Ahmet TEZCAN
Ramazanlar, özel zamanlar
11.7.2013
Diyeceksiniz ki hangi sabah, hangi akşam? Saatin 10.00'u, sabah namazını eda edip işine başlamış marangoz ustası için çok geç..
Ama aynı saatte kepenk kaldırmakta olan esnaf da var.
Bizim söylediğimiz marangoz ustasının sabahı.
Günün ilk ışıklarının aydınlanmaya başladığı, "fecir vakti" dediğimiz günün en körpe anıdır.
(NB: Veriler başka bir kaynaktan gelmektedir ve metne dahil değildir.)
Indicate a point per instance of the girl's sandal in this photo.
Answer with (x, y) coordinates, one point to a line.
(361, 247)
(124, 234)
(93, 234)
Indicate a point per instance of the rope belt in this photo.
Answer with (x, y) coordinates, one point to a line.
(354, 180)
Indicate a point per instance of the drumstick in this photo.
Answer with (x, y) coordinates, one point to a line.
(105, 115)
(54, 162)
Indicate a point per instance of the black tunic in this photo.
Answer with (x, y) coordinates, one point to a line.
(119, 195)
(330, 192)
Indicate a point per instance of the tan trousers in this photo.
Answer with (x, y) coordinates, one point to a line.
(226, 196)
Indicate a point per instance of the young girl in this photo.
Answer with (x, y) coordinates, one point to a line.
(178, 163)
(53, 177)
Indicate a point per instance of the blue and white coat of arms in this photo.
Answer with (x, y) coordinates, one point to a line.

Yüce Kudret'in bize en yakın olduğu anlar.
Akşam da öyle.
Akşamcının değil, solan ışıklarıyla günün tüm eşya ve manzarayla vedalaştığı andır.
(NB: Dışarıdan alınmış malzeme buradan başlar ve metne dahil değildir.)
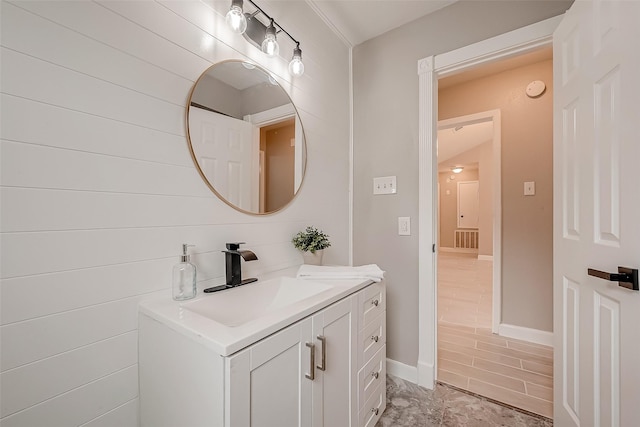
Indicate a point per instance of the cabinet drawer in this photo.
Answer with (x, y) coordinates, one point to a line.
(372, 338)
(372, 302)
(374, 407)
(371, 376)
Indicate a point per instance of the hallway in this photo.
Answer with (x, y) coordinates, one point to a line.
(515, 372)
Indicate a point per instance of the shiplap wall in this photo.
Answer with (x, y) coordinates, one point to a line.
(98, 190)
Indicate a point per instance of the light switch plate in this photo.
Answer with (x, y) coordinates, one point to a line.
(530, 188)
(384, 185)
(404, 226)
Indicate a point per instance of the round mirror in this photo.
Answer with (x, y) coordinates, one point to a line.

Yani ne tam aydınlık ne de karanlık, alacakaranlık.
İnsanın dikkatini insana çekmektedir.
Aksi halde "eşref-i mahluk" nasıl olunur?
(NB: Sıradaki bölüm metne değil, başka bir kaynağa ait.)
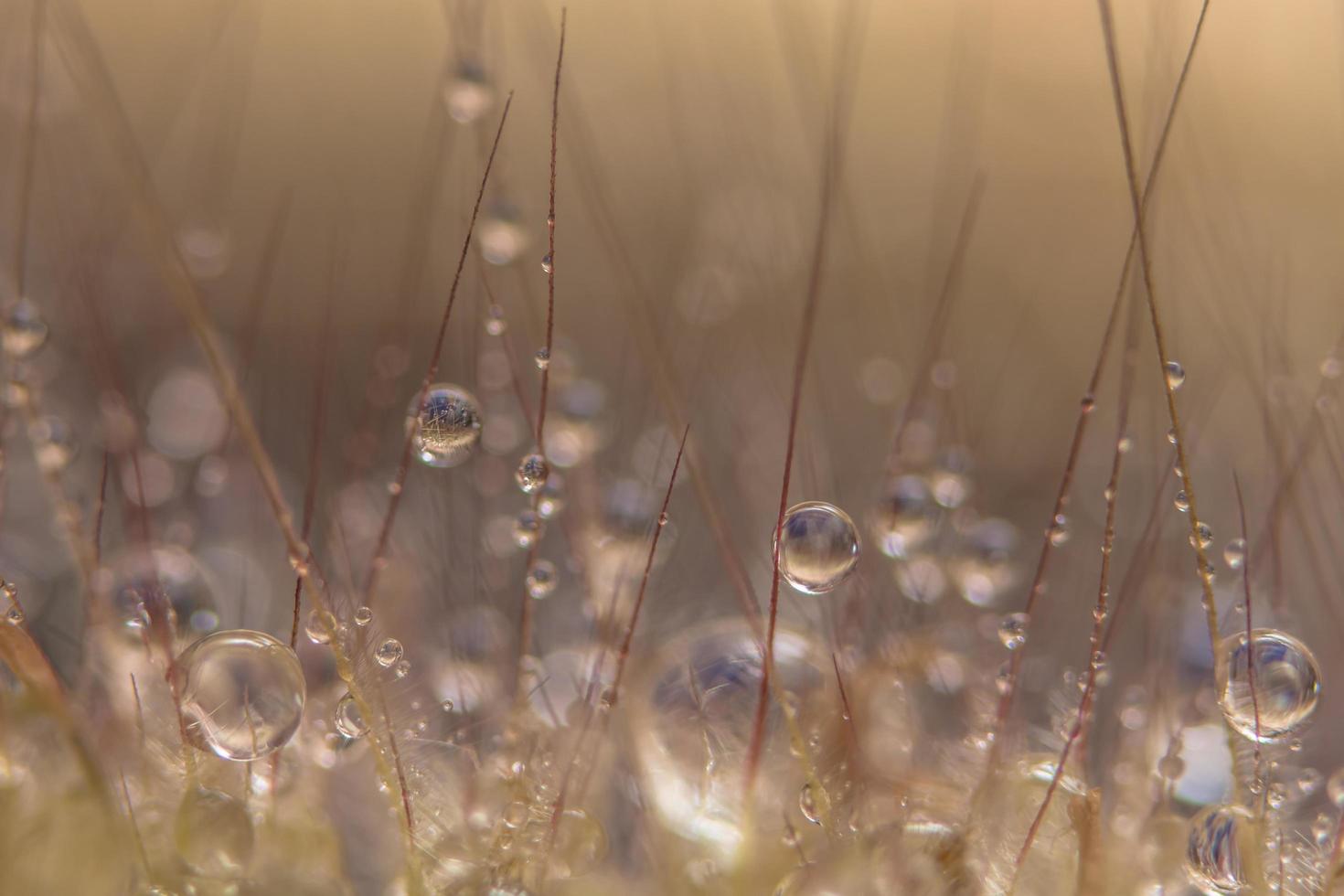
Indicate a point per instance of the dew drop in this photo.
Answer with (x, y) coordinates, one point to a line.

Şerefte melaikeden yüce, aksi halde hayvandan aşağılık bir varlık insan?!
Akşam vaktinin müstesna oluşu da; bir süreliğine bize lütfedilen dünya hayatının günün sonunda geri alınacağı, kıyametin akşam saatinde kopacağına bağlanmaktadır.
Neyse, çok derin meseleler bunlar ama düşünmeye değer.
Kitapların anası Kur'an-Kerîm'in, böyle anlara, "zaman içinde zaman, mekân içinde mekan"lara bizzat dikkat çektiğini görüyoruz.
Yüce Yaratıcı'nın hem insana hem "o an"a iltifatıdır.
Nasıl ki Kabe, "Nazargâh-ı İlahi" olmuş Allah'ın nazar ettiği mekân olarak "mübarek belde" unvanını kazanmış..
Öyle olmasa Hz. Adem'den bu yana insanlar o mekânın etrafında dönüp dururlar mı?!
İçinde putlar varken de Kâbe tavaf edilmiş.
Tavafın çırılçıplak, alkış ve ıslıklarla yapıldığı zamanlar olmuş. (Cenaze alkışlama o günlerden kalma) İHRAM, yani "içinde hiç günah işlenmemiş giysiler" sonradan adet olmuş.
İnsan işte, çözülmesi zor. Bir o yana bir bu yana savrulmuş durmuşuz.